I did not see Shalem approach, but he stood before me, the afternoon sunlight filling the sky around his head like a glowing crown. I looked into his face and gasped. “Are you well, my lady?” he asked, in the sweet, reedy voice that I remembered. I was mute.
He looked at me with the same hunger I felt, and put a warm hand on my elbow to squire me back to the palace, the queen’s woman following us, wearing a big grin. Her mistress had been right; there was a light between the prince and the granddaughter of Mamre.
Unlike me, Re-nefer’s son had not been able to hide his heart from his mother. Re-nefer had despised the women of the city since she arrived in Shechem as a young bride. “Stupid and empty,” she branded them all. “They spin badly, weave atrociously, dress like men, and know nothing of herbs. They will bear you stupid children,” Re-nefer had told her son. “We will do better for you.”
Re-nefer had been impressed by the bearing of the midwife from the hills, and she had liked the looks of the girl carrying her bag, too. She approved of my height and the strength of my arms, my coloring and the way I carried my head. The fact that one as young as I was already walking in a midwife’s path told her I was no fool. When Rachel had gone with the queen for refreshment during Ashnan’s labor, Re-nefer had gotten more information about me so discreetly that Rachel did not suspect her purpose as she was quizzed about my age, my mother’s status, my skill at hearth and loom.
When Re-nefer and Rachel surprised me and Shalem in the anteroom, she discerned at once that the seed of her idea had already sprouted on its own. She did what she could to nurture its growth.

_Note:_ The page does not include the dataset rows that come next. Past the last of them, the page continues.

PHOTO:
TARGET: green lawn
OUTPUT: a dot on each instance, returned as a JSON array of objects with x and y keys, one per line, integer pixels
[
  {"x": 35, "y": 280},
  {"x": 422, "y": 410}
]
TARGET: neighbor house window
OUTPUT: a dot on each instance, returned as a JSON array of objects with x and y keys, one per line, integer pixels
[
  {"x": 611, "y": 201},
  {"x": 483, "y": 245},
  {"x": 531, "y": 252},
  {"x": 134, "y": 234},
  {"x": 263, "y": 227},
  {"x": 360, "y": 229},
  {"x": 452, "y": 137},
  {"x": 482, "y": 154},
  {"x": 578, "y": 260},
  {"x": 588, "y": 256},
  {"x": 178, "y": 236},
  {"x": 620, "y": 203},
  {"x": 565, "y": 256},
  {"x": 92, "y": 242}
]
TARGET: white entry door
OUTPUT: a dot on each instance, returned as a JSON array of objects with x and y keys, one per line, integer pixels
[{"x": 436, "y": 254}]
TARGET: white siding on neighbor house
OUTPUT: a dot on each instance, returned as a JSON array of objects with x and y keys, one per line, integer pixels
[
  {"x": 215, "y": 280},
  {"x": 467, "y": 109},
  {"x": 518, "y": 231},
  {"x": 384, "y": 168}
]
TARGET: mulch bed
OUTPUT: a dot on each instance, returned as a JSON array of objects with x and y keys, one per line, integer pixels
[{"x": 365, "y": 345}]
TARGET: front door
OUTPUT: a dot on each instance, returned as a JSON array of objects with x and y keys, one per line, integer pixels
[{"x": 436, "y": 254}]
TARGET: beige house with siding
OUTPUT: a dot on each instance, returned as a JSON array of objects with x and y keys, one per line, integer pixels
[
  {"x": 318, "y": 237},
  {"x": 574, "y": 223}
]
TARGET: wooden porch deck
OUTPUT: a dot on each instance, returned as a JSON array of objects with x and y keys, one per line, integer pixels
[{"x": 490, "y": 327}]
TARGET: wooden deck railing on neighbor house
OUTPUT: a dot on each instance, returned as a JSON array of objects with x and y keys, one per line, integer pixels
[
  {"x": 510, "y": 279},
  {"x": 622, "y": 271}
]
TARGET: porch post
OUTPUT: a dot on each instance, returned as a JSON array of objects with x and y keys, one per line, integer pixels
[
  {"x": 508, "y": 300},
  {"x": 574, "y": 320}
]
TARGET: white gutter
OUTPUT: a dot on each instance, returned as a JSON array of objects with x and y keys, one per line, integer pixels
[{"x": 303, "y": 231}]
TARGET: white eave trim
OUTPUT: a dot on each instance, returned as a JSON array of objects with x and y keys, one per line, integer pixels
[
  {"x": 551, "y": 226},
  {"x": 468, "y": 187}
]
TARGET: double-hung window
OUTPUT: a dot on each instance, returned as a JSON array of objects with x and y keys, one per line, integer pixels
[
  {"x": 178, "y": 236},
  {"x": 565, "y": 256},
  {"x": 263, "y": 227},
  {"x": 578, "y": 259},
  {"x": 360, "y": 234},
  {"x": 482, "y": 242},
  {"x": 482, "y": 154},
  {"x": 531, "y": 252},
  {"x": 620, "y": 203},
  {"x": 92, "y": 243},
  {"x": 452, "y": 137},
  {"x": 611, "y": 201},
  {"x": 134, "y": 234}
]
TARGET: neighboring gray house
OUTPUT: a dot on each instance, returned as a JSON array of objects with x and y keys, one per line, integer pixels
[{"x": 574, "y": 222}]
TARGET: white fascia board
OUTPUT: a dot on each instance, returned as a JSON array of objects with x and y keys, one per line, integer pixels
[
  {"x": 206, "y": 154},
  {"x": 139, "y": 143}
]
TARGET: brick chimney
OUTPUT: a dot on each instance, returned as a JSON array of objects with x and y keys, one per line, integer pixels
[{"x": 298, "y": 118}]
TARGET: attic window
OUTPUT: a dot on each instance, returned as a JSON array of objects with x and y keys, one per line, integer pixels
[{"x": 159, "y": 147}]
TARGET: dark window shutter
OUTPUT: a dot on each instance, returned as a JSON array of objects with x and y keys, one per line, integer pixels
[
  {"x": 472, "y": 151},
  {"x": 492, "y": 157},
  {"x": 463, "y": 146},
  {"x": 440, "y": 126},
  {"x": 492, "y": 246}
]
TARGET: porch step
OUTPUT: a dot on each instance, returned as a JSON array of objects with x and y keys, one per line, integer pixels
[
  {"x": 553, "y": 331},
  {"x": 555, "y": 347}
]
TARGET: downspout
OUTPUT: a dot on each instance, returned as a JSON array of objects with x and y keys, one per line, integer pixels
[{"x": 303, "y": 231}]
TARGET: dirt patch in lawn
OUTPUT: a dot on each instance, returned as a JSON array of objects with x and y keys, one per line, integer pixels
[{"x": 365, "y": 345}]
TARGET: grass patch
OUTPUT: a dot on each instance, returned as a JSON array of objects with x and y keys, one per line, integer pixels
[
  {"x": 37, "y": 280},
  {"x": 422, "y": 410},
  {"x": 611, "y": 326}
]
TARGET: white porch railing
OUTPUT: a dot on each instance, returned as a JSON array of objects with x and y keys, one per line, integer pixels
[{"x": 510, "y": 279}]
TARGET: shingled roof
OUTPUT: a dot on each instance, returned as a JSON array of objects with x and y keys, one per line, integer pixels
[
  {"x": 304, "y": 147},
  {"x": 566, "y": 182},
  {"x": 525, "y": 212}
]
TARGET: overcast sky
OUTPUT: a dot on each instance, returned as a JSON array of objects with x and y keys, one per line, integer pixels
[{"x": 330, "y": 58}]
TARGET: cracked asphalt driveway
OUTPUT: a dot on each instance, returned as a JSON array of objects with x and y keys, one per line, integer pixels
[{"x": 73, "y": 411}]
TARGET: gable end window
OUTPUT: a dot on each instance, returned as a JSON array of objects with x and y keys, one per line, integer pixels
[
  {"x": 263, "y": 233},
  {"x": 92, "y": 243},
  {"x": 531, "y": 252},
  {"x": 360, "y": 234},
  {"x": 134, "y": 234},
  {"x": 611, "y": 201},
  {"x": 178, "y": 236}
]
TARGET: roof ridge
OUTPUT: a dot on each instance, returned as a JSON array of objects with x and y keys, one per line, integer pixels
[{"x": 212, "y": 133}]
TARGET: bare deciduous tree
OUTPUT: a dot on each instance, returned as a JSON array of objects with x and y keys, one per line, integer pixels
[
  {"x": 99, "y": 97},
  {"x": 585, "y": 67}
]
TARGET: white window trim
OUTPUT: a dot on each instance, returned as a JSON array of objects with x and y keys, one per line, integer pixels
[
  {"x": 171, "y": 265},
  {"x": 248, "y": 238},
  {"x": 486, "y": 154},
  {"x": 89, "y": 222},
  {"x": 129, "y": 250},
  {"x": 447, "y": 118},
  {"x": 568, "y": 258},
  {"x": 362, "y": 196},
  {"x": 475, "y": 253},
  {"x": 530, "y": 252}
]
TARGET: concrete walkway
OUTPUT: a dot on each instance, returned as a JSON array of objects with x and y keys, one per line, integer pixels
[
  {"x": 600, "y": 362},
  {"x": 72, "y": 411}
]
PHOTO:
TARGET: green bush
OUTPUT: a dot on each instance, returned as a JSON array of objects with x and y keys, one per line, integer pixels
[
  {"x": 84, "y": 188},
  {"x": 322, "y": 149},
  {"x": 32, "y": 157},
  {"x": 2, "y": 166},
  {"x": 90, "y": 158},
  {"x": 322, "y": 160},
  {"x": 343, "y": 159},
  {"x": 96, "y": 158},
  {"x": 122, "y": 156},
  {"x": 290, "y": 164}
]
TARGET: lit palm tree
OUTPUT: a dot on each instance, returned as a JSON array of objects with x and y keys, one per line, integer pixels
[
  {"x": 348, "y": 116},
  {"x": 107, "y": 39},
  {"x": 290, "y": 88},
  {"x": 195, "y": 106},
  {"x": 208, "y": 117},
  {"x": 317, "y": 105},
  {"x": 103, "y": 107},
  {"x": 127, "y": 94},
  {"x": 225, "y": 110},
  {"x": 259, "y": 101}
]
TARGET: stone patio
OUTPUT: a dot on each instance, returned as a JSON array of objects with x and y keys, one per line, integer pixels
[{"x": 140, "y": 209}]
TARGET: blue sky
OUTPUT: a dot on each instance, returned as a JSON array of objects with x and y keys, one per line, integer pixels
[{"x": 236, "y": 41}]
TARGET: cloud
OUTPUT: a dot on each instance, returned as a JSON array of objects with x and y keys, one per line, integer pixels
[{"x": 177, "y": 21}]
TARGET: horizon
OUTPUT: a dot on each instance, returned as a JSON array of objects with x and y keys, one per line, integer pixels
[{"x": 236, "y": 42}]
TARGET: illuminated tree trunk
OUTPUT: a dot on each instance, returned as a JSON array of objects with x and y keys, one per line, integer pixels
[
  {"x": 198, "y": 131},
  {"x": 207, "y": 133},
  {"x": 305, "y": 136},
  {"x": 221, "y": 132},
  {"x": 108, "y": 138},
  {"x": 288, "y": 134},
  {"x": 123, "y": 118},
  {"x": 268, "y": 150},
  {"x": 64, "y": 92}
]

Re-nefer told Ashnan to send for me from my father’s house, and she told her son to go out to seek me in the market that morning. “I’m afraid that the little girl from the hills will be lost,” she said to Shalem. “You know that my servant is fool enough to let her out of her sight. But maybe you do not remember the looks of the one called Dinah?” she asked her son. “She was the dark-eyed girl with the curly hair and the fine hands who came with the midwife. You spoke to her in the antechamber when Ashnan was in travail.” Shalem agreed to do his mother’s bidding with such speed that Re-nefer had trouble stifling a laugh.
When the prince and I returned to the palace, we found the courtyard deserted, as Re-nefer had instructed. The servant disappeared. We stood in silence for only a moment and then Shalem drew me into the shadow of a corner and put his hands on my shoulders and covered my mouth with his mouth and pressed his body against mine. And I, who had never been touched or kissed by any man, was unafraid. He did not hurry or push, and I put my hands on his back and pressed into his chest and melted into his hands and his mouth.
When his lips found my throat, I groaned and Shalem stopped. He looked into my face to discover my meaning, and seeing only yes, he took my hand and led me down an unfamiliar corridor into a room with a polished floor and a bed that stood on legs carved like the claws of a hawk. We lay down upon sweet-smelling black fleece and found one another.
I
did not cry out when he took me, because, though he was young, my lover did not rush. Afterward, when Shalem lay still at last and discovered that my cheeks were wet, he said, “Oh, little wife. Do not let me hurt you again.” But I told him that my tears had nothing of pain in them. They were the first tears of happiness in my life. “Taste them,” I said to my beloved, and he found they were sweet. And he wept as well. We clung to each other until Shalem’s desire was renewed, and I did not hold my breath when he entered me, so I began to feel what was happening to my body, and to understand the pleasures of love.
No one disturbed us. Night fell and food was left at the doorway—wonderful fruit and golden wine, fresh bread and olives and cakes dripping in honey. We ate every morsel like famished dogs.
After we ate, he washed me in a large tub of warm water that appeared as mysteriously as the food. He told me of Egypt and of the great river where he would take me to bask and swim.